Maestros y dragones.

50 10 20
                                    



Por el espejo retrovisor se podía ver a la ciudad alejándose. Las cosas aparecen más pequeñas en el espejo retrovisor, así que el maestro nigromante sabía que, desde que había salido y contrario a lo que pareciera, los gnomos no se habían revelado y tomado el lugar. Nunca sobra saber que tu hogar no está lleno de pequeños jardineros cabreados.

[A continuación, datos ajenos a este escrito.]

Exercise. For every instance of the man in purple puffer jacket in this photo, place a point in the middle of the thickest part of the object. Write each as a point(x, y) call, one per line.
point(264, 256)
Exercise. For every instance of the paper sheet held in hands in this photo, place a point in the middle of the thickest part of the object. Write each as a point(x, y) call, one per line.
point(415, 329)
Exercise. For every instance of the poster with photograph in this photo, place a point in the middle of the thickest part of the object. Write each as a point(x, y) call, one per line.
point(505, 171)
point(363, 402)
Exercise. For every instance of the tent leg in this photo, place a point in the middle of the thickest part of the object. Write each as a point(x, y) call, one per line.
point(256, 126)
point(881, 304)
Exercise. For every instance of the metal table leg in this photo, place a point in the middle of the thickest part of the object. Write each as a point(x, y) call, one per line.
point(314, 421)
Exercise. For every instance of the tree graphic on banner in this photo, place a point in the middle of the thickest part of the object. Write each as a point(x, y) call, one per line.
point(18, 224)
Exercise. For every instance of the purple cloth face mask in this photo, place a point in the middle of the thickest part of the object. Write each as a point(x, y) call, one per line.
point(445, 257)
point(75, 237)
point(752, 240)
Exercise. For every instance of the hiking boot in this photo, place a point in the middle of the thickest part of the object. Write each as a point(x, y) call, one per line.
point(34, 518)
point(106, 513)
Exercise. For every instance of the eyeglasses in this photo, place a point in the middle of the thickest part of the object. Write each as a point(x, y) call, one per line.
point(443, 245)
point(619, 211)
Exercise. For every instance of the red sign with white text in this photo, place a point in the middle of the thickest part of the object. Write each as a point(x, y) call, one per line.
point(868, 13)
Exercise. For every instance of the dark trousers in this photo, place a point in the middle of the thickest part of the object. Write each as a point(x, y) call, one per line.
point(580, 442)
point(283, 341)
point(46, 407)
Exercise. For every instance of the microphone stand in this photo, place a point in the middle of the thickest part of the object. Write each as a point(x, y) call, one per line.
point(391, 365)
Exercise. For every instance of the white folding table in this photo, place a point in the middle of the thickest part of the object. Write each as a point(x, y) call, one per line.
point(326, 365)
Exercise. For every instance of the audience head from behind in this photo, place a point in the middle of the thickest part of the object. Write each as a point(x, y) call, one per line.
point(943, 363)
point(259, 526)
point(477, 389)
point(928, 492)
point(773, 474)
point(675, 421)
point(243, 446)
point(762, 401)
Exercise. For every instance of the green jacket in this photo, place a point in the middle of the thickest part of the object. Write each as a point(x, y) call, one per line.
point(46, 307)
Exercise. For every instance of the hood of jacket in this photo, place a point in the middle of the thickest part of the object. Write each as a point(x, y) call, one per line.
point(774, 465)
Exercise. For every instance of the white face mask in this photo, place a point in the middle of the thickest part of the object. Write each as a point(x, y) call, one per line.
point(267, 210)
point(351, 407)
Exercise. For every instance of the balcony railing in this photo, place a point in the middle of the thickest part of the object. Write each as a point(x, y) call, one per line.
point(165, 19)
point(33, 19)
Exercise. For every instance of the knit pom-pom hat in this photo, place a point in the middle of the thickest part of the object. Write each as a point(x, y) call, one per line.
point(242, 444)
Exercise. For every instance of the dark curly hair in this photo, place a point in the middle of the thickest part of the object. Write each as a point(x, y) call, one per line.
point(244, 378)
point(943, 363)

La ruta vacía se extendía en el infinito. A los lados, pastos cada vez más altos ocultaban criaturas de un salvajismo inenarrable. Cualquiera que se metiera entre las hierbas escucharía vacas agonizantes, caballos asmáticos y gemidos de parejitas con poco sentido común. Desde un punto de vista biológico, aparearse puede ser importante, pero evitar los mosquitos que se encuentran entre yuyos de un metro de altura debería ser la prioridad. Debería. Pensándolo bien, no es impresionante que muchos crean que la humanidad necesitó la ayuda de alienígenas para salir de las cuevas.

Con gradualidad las plantas se reducían en tamaño al lado derecho de la carretera. Una formación rocosa aparecía en el horizonte. No era una montaña, porque los accidentes geográficos suelen ser animales gregarios. No era un pedrusco descomunal, porque nada podría haberlo movido allí. Era... una morada. Y todos estaban al tanto de qué la había construido.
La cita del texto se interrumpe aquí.